The Weather Channel, for example, has an app that will alert you to any change in weather at the location you’ve preselected. And “snow alerts” are available when you sign up for a subscription at snow-forecast.com. Another good resource is snow-online.com.
Planning too far ahead is simply not prudent when it comes to cross-country skiing in today’s climate. Instead, think of catching the snow the same way a surfer patiently waits for a wave. Even unplowed city streets can be fun, or any old open field. It’s a winter variation on making hay while the sun shines.
More from Travel:
70 Rue Monseigneur Conseil, Megeve, France
Nestled in the French Alps, around the town of Megeve, are three cross-country skiing areas with over 25 miles of groomed trails. Day passes for adults $9, ages 6-16 $5.75, younger free.

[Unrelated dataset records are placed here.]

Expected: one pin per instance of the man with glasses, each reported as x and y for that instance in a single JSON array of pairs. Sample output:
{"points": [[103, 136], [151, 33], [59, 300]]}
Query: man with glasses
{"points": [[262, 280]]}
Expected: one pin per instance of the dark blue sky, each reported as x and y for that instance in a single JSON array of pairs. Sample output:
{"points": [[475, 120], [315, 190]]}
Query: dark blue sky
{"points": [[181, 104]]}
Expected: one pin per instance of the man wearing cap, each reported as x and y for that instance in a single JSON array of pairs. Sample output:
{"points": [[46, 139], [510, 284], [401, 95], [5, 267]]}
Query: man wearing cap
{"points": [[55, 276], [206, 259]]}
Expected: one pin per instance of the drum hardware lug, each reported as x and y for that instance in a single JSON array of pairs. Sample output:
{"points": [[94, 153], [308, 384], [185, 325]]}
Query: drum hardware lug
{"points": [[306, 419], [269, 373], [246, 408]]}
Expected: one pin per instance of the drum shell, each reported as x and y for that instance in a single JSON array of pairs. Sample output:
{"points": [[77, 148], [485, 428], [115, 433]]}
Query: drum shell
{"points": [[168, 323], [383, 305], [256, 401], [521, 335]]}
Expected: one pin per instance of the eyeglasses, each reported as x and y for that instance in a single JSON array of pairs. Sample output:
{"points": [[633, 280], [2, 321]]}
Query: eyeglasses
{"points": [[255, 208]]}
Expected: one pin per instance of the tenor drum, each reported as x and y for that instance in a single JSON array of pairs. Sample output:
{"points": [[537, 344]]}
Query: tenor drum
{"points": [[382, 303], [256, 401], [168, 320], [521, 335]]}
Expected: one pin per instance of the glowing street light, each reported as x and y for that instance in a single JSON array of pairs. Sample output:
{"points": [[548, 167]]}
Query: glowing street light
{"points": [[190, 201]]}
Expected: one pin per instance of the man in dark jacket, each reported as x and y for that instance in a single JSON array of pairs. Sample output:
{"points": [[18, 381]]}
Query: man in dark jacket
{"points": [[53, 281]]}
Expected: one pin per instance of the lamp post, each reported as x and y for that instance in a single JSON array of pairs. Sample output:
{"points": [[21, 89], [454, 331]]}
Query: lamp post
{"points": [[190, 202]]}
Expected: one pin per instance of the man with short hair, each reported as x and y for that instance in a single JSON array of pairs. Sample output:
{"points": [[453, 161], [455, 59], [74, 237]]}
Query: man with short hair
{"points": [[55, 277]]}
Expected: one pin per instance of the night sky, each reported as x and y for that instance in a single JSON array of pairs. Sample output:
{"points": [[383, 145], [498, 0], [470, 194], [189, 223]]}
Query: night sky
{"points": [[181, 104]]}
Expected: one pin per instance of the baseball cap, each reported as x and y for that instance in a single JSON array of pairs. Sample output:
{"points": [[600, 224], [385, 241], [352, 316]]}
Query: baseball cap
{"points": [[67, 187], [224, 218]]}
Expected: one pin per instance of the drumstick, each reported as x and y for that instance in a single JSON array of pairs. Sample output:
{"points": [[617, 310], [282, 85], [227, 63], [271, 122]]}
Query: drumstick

2002 Soldier Hollow Lane, Midway, Utah
This 2002 Winter Olympics venue offers cross-country skiing, tubing, biathlon training, children’s activities and lessons. Day passes for adults (age 13+) $10, children $5.
Quarry Road Trails
300 Quarry Rd., Waterville, Maine
Besides cross-country skiing, this recreational area run by the City of Waterville allows sledding, tubing, fat-tire biking, snowshoeing and even dog walking. Day passes for adults $12, students 7-18 $8, children age 6 and younger free. Charged only if using groomed ski trails.
Trapp Family Lodge
700 Trapp Hill Rd., Stowe, Vt.
This Austrian-style lodge offers accommodations starting at $200 a night. The Ski School Package (which includes equipment rental, trail pass and lesson) is additional $55 for adults, $35 for children.
White Grass, Canaan Valley
643 Weiss Knob Ski Rd., Davis, W.Va.
This day lodge offers lessons, rental equipment and access to over 35 miles of trails for cross-country skiing and snowshoeing. Daily area use fee is $20 for adults, $5 for children.